Кохэйн, на примере валютно-финансовой, торговой и нефтяной сфер показал, как

сотрудничество между рациональными эгоистами (т.е. государствами, исходящими из

исключительно национальных интересов) возможно и в условиях отсутствия гегемонии,

благодаря применению определённого набора мер и механизмов. Поскольку большинство

проблем сотрудничества, по мнению американского международника, группируется

вокруг асимметричной информации, неуверенности в действиях партнёра и

безответственности, то они могут быть преодолены чисто техническими методами.[23]Соответственно, такие внешние меры, как мониторинг, санкции, учреждение

секретариата, равномерно распределяющего информацию между членами режима,

образование автономного механизма разрешения споров, тактика взаимных уступок в

духе «услуга за услугу (tit-for-tat) и др. способны преодолеть обозначенные препятствия.[24]Д.Снидал, А. Штейн, JI. Мартин и другие американские, авторы ситуационно-

структурного подхода развили теорию Кохэйна, указывая на то, что ДЗ далеко не

единственная в международном сотрудничестве и «дизайн» института (набор мер и

механизмов) зависит от характера проблемы (ДЗ, координации, «уверения» или «уговора»

\ 35

И т.д.).

Функционирование валютно-финансового, торгового и других режимов в условиях

ослабления гегемонии США, наблюдавшегося в 1970-80-е гг., действительно показывает

пример подобного сотрудничества.

Он стал восприниматься в качестве некоего прообраза

будущего международных отношений, где рациональные акторы, взаимодействуя на

равноправной основе, преодолевают конфликтность. Гегемонистское объяснение редко

прилагалось к АТЭС ввиду того, что Вашингтон доминировал в АТР всю послевоенную

эпоху, предоставляя «общественное благо» в виде безопасности, открытого рынка и

конвертируемой валюты и без формата режима.[25]
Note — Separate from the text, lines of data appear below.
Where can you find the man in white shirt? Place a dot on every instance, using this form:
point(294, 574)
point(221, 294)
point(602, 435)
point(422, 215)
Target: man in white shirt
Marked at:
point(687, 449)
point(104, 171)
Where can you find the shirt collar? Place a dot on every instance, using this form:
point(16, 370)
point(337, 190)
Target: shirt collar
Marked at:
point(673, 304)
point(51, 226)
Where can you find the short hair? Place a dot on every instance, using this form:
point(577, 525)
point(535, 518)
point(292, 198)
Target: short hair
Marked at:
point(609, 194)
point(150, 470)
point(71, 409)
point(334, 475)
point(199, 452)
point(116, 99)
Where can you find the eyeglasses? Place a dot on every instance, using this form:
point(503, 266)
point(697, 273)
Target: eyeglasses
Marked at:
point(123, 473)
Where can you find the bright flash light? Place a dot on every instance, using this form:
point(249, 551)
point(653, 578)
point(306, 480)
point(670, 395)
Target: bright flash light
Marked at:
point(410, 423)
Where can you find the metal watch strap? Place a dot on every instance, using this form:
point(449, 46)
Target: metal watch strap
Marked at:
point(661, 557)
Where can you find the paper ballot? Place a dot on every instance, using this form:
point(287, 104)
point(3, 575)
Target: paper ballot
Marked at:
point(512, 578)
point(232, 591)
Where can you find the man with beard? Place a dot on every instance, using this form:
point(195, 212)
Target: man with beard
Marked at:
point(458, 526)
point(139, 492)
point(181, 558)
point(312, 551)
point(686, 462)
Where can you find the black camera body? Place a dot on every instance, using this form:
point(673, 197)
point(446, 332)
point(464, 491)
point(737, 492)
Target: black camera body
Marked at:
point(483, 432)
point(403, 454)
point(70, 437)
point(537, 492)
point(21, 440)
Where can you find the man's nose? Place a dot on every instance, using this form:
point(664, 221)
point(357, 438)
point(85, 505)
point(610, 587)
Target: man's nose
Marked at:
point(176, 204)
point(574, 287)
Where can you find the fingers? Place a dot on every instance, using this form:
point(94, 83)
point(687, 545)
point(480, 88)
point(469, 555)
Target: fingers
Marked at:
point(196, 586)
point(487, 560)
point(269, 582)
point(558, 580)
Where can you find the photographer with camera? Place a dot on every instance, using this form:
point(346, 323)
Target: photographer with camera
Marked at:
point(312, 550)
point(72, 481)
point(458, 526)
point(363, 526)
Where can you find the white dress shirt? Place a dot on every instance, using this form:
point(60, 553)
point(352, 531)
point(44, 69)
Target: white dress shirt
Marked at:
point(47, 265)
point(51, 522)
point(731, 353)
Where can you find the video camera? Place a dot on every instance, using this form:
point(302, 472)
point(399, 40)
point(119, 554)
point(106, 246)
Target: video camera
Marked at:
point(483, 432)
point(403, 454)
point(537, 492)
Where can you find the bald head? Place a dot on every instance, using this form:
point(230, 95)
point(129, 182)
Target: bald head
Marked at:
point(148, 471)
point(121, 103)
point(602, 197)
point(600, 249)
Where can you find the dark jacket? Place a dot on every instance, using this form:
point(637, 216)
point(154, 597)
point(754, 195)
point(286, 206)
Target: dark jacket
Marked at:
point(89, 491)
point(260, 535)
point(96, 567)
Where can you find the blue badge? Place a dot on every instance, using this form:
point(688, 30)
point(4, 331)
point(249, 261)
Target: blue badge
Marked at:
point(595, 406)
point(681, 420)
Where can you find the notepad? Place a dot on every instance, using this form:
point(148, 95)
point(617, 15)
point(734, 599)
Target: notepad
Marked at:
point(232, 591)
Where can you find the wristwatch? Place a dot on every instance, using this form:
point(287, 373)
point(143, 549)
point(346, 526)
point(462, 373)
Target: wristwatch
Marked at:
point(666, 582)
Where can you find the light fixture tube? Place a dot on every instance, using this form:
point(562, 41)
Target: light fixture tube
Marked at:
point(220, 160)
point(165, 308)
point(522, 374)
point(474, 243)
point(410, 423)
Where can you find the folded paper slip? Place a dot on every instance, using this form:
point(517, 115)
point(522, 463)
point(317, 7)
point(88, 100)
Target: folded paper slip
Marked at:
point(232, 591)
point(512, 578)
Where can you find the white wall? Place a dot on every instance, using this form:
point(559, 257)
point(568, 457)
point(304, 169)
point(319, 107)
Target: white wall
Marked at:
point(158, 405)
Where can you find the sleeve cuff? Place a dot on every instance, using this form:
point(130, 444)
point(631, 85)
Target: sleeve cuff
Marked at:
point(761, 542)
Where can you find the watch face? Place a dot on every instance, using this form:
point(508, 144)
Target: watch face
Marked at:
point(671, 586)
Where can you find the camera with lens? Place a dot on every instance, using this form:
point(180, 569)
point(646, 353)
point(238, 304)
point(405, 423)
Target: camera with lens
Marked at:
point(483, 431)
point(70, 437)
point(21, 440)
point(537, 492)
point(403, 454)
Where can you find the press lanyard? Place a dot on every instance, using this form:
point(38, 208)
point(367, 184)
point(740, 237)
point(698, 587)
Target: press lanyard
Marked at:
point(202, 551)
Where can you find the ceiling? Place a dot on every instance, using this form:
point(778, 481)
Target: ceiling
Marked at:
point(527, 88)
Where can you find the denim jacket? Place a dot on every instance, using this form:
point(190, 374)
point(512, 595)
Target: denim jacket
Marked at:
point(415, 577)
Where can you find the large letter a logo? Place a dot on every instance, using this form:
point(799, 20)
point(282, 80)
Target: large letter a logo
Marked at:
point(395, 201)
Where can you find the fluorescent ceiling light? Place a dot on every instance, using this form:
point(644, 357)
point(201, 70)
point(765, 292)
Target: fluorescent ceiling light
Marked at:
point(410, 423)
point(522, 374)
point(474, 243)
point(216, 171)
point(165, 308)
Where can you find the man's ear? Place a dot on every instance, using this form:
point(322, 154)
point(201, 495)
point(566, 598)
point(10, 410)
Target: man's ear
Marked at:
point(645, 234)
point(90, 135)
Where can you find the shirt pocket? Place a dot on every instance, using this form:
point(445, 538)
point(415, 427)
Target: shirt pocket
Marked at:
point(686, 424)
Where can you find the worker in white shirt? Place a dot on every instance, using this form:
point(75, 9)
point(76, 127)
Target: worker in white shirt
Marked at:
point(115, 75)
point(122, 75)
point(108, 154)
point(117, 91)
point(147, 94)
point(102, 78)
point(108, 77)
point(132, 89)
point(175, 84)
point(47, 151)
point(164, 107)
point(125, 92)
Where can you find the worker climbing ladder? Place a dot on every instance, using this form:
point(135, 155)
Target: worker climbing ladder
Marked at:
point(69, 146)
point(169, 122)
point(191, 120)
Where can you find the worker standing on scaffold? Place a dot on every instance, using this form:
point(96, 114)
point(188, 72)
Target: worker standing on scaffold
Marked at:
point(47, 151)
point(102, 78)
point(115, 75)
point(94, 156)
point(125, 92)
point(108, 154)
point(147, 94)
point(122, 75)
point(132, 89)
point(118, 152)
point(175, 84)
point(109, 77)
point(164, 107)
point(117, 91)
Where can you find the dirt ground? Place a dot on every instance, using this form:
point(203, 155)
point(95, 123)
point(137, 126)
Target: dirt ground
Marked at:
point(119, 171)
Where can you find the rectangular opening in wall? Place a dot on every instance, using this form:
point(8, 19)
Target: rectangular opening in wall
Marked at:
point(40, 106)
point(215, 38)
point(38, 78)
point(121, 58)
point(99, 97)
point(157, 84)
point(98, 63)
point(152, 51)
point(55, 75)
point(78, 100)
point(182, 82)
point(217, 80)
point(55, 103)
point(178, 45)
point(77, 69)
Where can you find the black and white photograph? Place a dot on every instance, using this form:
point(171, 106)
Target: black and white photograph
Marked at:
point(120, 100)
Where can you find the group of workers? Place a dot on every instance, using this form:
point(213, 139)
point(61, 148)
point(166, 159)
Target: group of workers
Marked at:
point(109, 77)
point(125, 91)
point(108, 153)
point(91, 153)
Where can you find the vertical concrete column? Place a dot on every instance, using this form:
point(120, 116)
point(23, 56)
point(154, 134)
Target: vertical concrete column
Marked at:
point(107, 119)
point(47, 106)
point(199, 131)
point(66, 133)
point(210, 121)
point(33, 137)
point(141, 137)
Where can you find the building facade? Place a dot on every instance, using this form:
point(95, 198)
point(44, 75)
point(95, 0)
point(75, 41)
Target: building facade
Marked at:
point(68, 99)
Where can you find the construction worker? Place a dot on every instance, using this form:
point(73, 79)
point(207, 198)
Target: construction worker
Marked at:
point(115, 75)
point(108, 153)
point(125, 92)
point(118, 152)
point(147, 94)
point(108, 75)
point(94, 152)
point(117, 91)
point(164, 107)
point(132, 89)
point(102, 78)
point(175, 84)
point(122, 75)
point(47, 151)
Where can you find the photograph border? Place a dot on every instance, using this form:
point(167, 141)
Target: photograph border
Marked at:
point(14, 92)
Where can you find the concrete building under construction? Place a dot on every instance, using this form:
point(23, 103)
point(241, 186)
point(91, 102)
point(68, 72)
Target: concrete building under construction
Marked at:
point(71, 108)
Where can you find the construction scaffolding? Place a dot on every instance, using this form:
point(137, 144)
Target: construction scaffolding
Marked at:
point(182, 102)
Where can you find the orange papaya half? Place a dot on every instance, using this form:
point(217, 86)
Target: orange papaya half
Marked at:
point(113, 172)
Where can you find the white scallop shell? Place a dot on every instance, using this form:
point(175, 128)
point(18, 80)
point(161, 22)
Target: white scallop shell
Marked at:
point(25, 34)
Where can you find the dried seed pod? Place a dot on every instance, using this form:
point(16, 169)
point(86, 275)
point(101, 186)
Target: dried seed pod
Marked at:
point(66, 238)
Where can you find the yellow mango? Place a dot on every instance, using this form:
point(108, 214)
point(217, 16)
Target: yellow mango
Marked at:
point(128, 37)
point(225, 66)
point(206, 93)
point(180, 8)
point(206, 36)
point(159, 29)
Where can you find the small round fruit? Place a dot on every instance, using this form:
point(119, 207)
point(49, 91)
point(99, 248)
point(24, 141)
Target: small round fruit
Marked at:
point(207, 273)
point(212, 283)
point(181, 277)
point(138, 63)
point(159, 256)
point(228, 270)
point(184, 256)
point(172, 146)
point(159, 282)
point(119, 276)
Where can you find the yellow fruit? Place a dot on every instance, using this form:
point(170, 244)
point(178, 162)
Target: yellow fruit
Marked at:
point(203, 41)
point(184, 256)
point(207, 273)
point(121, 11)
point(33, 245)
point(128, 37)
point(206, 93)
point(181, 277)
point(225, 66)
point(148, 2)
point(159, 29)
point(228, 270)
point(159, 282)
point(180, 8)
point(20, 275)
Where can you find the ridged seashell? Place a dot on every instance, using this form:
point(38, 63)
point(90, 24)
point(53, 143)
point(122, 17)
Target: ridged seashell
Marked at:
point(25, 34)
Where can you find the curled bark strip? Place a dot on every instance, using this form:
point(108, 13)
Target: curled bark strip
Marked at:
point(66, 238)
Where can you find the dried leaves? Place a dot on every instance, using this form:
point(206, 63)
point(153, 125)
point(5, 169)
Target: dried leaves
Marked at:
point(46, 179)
Образование АТЭС в 1989 году интерпретировалось американским исследователем

Д. Кроуном в русле формирования пост-гегемонистской системы в АТР, в которой США

отказывались от роли гегемона, обеспечивающего «общественное благо» (в виде

открытого внутреннего рынка) в пользу большего равенства обязательств в духе

функциональной теории Кохэйна. [26] Некоторые специалисты стали говорить о

«проторежиме» в инвестиционной сфере, после принятия членами форума

«Необязывающих инвестиционных принципов» в Джакарте в 1994 г., режиме «защиты

интеллектуальной собственности», развития людских ресурсов и др. под эгидой АТЭС.[27]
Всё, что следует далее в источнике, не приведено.